Kuriozalny list otwarty rosyjskich dysydentów opublikowała wczorajsza Rzeczpospolita. Aleksander Bondariew, Władimir Bukowski, Natalia Gorbaniewska, Andriej Iłłarionow i Wiktor Fajnberg, podpisani pod listem, raczyli poinformować Polaków, że na kanwie tragedii smoleńskiej rząd w Warszawie realizuje antypolską politykę. Nie da się przecież inaczej zinterpretować słów mówiących, że:
Dla rządu polskiego zbliżenie z obecnymi władzami rosyjskimi jest ważniejsze, niż ustalenie prawdy w jednej z największych tragedii narodowych. Wydaje się, że polscy przyjaciele wykazują się pewną naiwnością, zapominając, że interesy obecnego kierownictwa na Kremlu i narodów sąsiadujących z Rosją państw nie są zbieżne.
I dalej:
Jesteśmy zaniepokojeni tym, że w podobnej sytuacji niezależność Polski i dzisiaj, i jutro może się okazać poważnie zagrożona. Mamy nadzieję, że obywatele Polski ceniący swoją wolność potrafią ją obronić. Także przy urnach wyborczych.
Zwłaszcza ostatnie zdanie, obojętnie co sądzić o obecnym polskim rządzie, jest dla Polaków po prostu uwłaczające. Jego wymowa jest prosta - jeśli ktoś nie zagłosuje na Jarosława Kaczyńskiego, o którym autorzy listu obficie wspominają, to znaczy, że jest patentowanym durniem, który nie rozeznaje, czym jest polska wolność, a już tym bardziej, jak należy jej bronić.
Tego typu praktyka nawiązuje do bezdennie głupiej tradycji załatwiania polskich spraw rękami „życzliwych” importowanych doradców. Polakom nie są potrzebne głosy żadnych obcokrajowców, którzy tocząc swoją grę polityczną, suflują nam przy okazji, jak mamy żyć i wybierać swojego prezydenta. To nie ten czas i nie ta epoka, nawet jeśli za „dobrymi” radami stoją rosyjscy dysydenci i jeden z obozów politycznych w Polsce.
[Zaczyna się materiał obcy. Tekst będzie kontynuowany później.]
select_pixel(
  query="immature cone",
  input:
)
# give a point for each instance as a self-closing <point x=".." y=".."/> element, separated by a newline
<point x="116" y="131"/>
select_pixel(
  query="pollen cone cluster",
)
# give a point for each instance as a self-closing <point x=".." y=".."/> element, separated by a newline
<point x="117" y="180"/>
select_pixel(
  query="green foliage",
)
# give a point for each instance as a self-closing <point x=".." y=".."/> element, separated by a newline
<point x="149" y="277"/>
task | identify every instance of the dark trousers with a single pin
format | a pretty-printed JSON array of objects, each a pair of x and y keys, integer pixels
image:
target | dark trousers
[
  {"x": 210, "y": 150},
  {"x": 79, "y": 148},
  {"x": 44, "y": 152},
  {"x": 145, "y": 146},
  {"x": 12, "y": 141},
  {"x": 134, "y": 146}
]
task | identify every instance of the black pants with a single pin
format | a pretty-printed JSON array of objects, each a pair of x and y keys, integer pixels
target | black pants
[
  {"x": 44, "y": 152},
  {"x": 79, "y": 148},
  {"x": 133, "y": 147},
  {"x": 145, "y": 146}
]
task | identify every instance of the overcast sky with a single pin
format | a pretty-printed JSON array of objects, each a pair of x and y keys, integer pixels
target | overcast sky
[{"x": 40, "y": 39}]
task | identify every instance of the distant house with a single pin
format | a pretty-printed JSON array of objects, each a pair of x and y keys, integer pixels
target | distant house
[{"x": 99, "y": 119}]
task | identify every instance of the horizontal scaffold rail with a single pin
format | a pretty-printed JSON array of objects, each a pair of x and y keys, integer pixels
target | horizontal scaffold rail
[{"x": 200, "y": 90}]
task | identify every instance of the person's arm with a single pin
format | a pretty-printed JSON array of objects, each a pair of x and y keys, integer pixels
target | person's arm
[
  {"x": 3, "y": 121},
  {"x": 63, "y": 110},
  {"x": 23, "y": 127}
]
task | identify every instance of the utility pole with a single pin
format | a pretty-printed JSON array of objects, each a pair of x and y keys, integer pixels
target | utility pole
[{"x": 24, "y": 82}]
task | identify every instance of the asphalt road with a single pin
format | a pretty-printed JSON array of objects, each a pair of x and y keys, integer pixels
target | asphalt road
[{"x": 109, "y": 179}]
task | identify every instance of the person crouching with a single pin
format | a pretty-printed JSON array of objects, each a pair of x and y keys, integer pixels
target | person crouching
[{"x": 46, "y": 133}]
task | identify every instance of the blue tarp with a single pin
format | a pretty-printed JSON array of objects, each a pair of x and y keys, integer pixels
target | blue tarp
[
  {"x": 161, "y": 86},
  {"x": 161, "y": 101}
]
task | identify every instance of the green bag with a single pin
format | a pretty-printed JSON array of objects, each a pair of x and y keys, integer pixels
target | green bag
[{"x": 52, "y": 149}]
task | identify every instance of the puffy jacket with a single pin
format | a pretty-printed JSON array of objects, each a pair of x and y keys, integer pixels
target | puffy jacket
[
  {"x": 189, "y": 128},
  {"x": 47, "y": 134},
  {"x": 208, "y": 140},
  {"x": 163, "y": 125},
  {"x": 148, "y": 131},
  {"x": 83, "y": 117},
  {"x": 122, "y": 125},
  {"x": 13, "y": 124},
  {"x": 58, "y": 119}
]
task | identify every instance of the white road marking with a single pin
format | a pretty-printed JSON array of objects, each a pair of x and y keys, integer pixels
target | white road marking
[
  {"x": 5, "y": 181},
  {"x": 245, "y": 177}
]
Warto może jeszcze raz, choć przewrotnie, pochylić się nad słowami przyjaciół Rosjan - Mamy nadzieję, że obywatele Polski ceniący swoją wolność potrafią ją obronić. Także przy urnach wyborczych. Podzielam tę nadzieję. Zakładam, że Polacy w imię tej wolności nie pozwolą sobą komenderować nad urną, nawet przez najbardziej szlachetnych demokratów made in Russia. Spasiba za troskę druzja, ale damy sobie radę sami.